We believe that the electricity sector is following in the footsteps of the telecommunications industry and that the curve is starting to show. So we only mirrored the billing solution, and through data detection, we can detect exactly who is stealing electricity and where the losses are occurring,” said the CEO.

“Additionally, since these utilities are cash-strapped and cannot be upgraded, we are offering this solution to them as a subscription model.. So it’s a low investment model where they subscribe to us, pay around 10-12% less than the initial cost of their previous solution and can recoup the revenue. So only by signing with us, they start earning more money and increasing their turnover and bottom line.

More than 12 different utilities (seven in the private sector and five in the public) use Pylon. They serve more than one million metering terminals on 26 distinct meter models in Egypt and the Philippines.

Pylon has multiplied its revenue by 3.5 in 2021 and claims to be profitable. But in addition to building a thriving business, the founders are particularly mindful of how Pylon’s smart grids promote environmental sustainability.

We believe a lot of time in our role to help the environment and help meet the challenges we are currently facing,” said the CEO. “Emissions from the electricity sector are one of the largest sources of CO2 emissions on the planet. We are able to make electricity efficient and reduce [emissions] 25% when public services aresubscribe with us.

One of its goals is to reach 1 gigatonne of total CO2 reduction in emissions by 2035. On the other hand, water losses in emerging markets also reach more than 45 million cubic meters per day. “Pylon can reduce this by up to 22%, potentially provide enough water to serve more than 40 million people,” the company said..

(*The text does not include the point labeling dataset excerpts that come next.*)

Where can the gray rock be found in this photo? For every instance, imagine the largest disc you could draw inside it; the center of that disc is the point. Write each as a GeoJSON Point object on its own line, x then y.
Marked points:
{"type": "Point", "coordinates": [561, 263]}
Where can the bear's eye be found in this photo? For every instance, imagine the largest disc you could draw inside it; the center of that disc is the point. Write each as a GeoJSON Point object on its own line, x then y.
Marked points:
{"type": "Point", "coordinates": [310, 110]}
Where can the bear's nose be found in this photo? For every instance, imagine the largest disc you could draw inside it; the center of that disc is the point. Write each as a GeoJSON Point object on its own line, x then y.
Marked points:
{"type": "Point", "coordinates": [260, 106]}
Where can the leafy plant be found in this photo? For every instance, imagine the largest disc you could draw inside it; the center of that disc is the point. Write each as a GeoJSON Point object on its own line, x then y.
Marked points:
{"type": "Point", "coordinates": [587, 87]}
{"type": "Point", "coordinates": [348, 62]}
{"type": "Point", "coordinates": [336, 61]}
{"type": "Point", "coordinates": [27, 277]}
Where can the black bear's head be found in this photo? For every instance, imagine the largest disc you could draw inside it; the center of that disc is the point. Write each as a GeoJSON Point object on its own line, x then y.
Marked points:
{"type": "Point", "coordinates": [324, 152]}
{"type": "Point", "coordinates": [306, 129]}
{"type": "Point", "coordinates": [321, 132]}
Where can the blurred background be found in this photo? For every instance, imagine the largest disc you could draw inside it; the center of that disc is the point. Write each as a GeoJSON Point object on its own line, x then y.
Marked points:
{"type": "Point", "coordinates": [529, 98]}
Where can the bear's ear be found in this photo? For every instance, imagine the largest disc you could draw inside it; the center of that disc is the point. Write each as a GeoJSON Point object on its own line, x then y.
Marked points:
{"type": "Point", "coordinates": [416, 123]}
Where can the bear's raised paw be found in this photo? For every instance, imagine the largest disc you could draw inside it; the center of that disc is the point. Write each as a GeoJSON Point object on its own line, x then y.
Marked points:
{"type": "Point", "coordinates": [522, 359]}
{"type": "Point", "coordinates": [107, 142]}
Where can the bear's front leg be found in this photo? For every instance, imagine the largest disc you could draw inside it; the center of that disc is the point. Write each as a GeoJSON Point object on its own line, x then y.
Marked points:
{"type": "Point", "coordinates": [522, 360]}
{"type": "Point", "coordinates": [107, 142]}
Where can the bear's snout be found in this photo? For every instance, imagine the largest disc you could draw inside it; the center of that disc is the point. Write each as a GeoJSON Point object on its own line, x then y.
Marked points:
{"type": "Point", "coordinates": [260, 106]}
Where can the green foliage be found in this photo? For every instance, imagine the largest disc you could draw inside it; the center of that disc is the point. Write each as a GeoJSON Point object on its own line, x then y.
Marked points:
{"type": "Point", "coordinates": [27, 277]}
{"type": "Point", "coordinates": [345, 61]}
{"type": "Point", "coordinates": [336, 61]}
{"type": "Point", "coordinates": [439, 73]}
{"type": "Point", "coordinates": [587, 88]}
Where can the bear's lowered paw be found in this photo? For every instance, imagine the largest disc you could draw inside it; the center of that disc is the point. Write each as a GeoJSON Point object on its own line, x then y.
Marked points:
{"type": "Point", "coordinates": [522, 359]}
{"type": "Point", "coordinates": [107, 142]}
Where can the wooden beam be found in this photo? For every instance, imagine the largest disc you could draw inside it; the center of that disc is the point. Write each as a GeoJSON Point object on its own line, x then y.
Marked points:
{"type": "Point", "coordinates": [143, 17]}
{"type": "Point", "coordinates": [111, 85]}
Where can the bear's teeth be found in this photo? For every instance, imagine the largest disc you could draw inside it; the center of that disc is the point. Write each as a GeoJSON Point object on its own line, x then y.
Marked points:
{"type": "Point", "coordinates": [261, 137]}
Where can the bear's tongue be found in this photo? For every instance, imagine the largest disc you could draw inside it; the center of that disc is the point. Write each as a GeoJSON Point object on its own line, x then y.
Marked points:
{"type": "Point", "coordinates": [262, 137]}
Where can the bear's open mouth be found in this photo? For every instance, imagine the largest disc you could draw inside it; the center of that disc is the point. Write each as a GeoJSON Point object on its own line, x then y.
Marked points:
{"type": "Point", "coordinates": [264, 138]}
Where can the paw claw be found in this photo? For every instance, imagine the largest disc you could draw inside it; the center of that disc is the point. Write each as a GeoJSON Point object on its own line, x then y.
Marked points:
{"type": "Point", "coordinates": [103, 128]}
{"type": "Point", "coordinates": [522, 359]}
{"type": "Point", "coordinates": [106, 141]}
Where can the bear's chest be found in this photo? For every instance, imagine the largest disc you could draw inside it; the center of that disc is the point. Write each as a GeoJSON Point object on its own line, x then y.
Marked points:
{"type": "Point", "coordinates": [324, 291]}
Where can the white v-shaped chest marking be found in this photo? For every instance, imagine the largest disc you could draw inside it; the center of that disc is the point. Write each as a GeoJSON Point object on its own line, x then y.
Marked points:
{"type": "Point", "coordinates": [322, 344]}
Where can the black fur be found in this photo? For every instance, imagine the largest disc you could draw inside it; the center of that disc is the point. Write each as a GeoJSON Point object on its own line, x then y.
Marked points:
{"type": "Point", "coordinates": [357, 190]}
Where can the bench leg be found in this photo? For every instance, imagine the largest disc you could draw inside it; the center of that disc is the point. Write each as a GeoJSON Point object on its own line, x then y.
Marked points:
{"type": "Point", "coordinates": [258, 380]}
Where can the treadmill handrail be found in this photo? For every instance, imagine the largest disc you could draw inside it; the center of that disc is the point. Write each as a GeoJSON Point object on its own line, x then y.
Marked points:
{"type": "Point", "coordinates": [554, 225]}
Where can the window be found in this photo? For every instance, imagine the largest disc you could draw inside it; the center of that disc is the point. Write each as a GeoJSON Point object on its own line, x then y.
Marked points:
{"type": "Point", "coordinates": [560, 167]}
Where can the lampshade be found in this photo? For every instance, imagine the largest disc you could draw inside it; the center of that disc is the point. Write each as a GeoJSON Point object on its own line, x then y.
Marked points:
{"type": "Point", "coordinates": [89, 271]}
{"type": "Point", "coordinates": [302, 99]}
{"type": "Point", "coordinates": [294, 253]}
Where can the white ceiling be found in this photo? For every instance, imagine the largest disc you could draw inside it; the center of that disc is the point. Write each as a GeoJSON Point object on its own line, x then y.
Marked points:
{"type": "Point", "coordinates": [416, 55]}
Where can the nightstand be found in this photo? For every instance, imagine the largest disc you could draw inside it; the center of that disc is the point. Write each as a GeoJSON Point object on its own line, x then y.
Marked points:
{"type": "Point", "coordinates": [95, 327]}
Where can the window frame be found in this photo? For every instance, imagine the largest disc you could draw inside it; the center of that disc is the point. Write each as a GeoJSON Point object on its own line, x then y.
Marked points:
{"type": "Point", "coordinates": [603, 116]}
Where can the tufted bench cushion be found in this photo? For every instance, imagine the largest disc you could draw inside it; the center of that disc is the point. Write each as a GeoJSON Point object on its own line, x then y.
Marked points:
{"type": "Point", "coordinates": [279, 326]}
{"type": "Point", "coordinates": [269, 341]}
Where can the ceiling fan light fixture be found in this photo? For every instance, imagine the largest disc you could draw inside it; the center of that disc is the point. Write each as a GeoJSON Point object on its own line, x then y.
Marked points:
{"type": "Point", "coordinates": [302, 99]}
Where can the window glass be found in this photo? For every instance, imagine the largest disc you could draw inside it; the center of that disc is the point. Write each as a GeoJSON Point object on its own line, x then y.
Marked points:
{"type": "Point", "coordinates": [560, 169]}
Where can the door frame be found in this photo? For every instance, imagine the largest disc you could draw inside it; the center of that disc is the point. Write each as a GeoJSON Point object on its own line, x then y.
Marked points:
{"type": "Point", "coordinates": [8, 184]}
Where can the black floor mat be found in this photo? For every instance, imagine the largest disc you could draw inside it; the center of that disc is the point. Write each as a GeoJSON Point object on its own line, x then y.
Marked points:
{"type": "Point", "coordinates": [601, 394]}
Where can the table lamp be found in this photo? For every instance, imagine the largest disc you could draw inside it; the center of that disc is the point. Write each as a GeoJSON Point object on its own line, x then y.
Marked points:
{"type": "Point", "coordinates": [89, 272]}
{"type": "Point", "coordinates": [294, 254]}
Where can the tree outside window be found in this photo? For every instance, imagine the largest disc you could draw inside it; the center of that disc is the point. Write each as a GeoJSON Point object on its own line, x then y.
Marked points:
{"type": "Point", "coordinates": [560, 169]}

Y Combinator-backed startup estimates water and power utility market opportunity worth more than $20 billion across 10 emerging markets. However, it is currently focusing on a quarter of that figure which covers Egypt, the Philippines, Brazil and Africa.. Ultimatelythe plan is for the Egyptian startup to capture more market share over time, Ashour said, and expansion into Southeast Asia, another fragmented marketis in the cards.

But these are all long-term projections. In the near future, next year to be exact, Ashour said Pylon plans to reach 3 million meters in its markets, which is a 4x growth year-over-year. The startup is already working with many companies on two continents that have deployed more than 2 million devices of Pylon’s smart grid technology in 15 distribution companies.

The development of its technology will be essential in this next phase of growth. Therefore, securing this seed funding – one of the largest in the MENA region – provides Pylon with the opportunity to advance its engineering and product development.